Un Texte-matière de proches extrémités où la rupture — incarnées par les infinies géolocalisations des piétons voyageurs, autant de petits miroirs vénitiens « portant » le spectacle, son clou… — crée le lien mais non la distance. Une instabilité désirable génératrice de toutes les jouissances de l’ambivalence libérée : rupture ET continuité, bifurcations ET cohérences, transgressions ET respects de la langue, jeux baroque de l’endroit ET de son inverse… — effets encyclopédiques de la marche en avant d’une Parole bousculée perpétuellement dé-placée, secrets du mouvement à plein Temps. En somme, être soi au fond du miroir mais sans tenir en place : la ligne brisée, meilleure alliée de la navigation disent les marins. Toute l’ingénierie d’un patchwork « d’écritures au mètre » à tisser puis (re)coudre, autorisant jonglages, connexions, combinaisons, réquilibrages sur les fils d’un Sens polyphonique… — autant de nouveaux territoires recrées. Une épiphanie (grec, epifenaios, apparition) du langage et de son réel, une vérité jamais sûre dans ses lieux insaisissables. Ainsi les conditions paradoxales pour y parler géographie, physique, littérature, gastronomie, politique, amour et courtoisie… — le tout en un d’un lieu commun baroque. Celui d’un Salon littéraire du XVIIem, du bistrot du coin, de soirées près du feu, d’une salle de concert, d’un numéro de music hall, d’une réunion politique, d’une conférence à la Sorbonne, d’un réseau social, d’une aventure encyclopédique, d’un jardin d’enfants, d’une méditation en Himalaya, d’une pub à la TV, d’une confession d’alchimiste, ou de gribouillis sur un bout de papier.., l’Unité disparate de l’Etre et de ses discours.

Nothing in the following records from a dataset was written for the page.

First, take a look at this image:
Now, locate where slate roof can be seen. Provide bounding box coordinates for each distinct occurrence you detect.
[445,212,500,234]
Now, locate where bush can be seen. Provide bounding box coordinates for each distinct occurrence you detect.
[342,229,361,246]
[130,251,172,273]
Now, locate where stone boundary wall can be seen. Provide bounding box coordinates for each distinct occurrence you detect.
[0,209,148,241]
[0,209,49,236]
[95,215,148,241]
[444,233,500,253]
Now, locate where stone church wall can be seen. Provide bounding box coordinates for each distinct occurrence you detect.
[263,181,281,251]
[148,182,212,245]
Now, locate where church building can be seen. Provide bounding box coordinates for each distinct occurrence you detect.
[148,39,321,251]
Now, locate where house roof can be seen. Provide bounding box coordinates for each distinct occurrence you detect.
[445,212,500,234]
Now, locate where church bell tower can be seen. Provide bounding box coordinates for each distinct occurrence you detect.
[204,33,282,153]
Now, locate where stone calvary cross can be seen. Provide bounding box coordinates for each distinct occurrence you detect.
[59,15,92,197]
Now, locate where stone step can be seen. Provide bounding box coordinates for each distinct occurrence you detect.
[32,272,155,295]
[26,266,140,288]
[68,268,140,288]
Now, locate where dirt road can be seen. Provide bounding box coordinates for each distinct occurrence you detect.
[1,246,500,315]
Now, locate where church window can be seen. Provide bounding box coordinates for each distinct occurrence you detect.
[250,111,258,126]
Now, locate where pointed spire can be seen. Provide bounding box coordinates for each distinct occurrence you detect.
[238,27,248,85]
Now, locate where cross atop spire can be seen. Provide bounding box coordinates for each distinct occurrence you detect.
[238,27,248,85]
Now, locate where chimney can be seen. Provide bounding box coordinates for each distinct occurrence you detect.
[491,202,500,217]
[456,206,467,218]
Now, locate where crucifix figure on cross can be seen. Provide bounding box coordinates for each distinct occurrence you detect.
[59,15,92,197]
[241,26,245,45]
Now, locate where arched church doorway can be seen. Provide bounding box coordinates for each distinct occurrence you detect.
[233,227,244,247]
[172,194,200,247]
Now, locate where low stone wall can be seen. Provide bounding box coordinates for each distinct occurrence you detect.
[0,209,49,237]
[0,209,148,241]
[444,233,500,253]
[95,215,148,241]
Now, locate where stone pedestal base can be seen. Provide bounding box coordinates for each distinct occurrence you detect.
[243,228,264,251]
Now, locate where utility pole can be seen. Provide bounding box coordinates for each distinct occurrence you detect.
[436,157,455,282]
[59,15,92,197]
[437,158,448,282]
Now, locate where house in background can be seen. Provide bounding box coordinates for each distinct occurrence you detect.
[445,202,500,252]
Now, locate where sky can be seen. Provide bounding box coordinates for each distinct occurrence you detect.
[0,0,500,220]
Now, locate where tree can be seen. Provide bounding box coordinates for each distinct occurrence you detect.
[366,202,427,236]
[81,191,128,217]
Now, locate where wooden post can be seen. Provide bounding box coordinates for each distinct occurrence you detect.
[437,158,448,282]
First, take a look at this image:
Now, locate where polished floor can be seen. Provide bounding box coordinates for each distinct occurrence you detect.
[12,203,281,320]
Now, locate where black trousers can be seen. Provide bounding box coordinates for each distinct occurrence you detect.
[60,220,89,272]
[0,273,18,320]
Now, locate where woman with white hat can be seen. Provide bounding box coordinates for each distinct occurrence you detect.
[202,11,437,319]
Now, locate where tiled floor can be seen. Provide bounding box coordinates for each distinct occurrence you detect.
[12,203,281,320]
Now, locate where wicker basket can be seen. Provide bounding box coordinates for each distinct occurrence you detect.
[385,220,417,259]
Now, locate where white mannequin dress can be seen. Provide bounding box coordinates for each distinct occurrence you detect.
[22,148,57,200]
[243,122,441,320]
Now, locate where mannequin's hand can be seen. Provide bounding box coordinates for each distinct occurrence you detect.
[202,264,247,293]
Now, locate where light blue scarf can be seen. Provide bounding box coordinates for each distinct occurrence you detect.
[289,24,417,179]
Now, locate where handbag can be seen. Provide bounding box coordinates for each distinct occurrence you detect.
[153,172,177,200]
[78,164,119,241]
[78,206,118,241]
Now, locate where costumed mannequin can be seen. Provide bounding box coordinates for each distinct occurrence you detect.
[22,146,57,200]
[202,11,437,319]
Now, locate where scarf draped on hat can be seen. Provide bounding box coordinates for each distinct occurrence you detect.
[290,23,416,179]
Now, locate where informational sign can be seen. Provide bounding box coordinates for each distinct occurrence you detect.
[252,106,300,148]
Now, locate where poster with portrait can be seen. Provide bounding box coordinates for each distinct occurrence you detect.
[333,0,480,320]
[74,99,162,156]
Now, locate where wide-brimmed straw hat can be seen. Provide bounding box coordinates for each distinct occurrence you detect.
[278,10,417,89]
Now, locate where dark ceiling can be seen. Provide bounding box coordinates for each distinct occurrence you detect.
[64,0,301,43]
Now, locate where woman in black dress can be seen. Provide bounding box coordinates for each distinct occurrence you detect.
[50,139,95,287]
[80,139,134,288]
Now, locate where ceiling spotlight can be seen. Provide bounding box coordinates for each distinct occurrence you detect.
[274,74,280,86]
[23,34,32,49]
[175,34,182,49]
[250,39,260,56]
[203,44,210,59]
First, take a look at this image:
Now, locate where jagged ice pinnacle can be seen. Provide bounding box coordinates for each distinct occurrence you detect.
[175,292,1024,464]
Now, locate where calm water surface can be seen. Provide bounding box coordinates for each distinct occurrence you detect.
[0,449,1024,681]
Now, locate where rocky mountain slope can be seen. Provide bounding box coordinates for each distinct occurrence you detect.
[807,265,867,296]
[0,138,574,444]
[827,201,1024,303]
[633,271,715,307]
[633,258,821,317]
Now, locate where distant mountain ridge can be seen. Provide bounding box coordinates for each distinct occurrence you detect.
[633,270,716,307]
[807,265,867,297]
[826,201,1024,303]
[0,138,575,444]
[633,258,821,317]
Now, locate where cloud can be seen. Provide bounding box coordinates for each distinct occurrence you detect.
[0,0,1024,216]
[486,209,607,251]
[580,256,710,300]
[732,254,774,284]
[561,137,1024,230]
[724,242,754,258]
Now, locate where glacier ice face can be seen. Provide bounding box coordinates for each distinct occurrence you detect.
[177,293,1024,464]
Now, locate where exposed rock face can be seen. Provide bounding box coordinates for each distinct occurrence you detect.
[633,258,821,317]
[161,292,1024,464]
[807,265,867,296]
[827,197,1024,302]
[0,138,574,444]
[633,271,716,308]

Une Parole déplacée… — sans doute sa signature.

POLYPHONIE : combinaison de plusieurs mélodies chantées ou jouées en même temps.

Cette souplesse garantit une mise en scène à la carte permettant d’être au service des lieux proposés (café, théâtre, galerie, centre culturel et pourquoi pas chez des particuliers…), de leurs conditions (superficie, horaires, budgets). Le client peut donc peut « faire son marché » à travers la diversité des thématiques encyclopédiques proposées et de l’écriture sur-mesure, choisir ce qui lui convient exactement (l’Astrolabe, un instrument de précision…). Un spectacle road movie épousant la réalité du monde et de son instant pour en saisir la quintessence et le super/ficiel (latin, super/facere… ce qui se fait au-delà).
Il faut de la fracturation, de la déstabilisation, un élan dans la tectonique des plaques pour déplacer la pensée et créer les conditions d’une réinvention du réel. Le spectateur doit accepter de se laisser embarquer dans cet objet insaisissable (l’utopie ne pouvant être considérée de loin), s’égarer un peu sans se perdre — devenir de nouveaux Magelan, Colomb, Vasco de Gama… –, là où quelque chose se dérobe en permanence dans la mise en tension du réel. Une crise (au sens originel de séparation) salutaire du langage, la dislocation de ses repères pour d’autres nouvelles renaissances. Une aspiration vers un inconnu destructurant mais possible car tout rêve n’est pas chimère, seulement le dérangement du présent pour mieux en arranger l’avenir.
Elargir le champ des possibles jusqu’à en explorer l’ailleurs.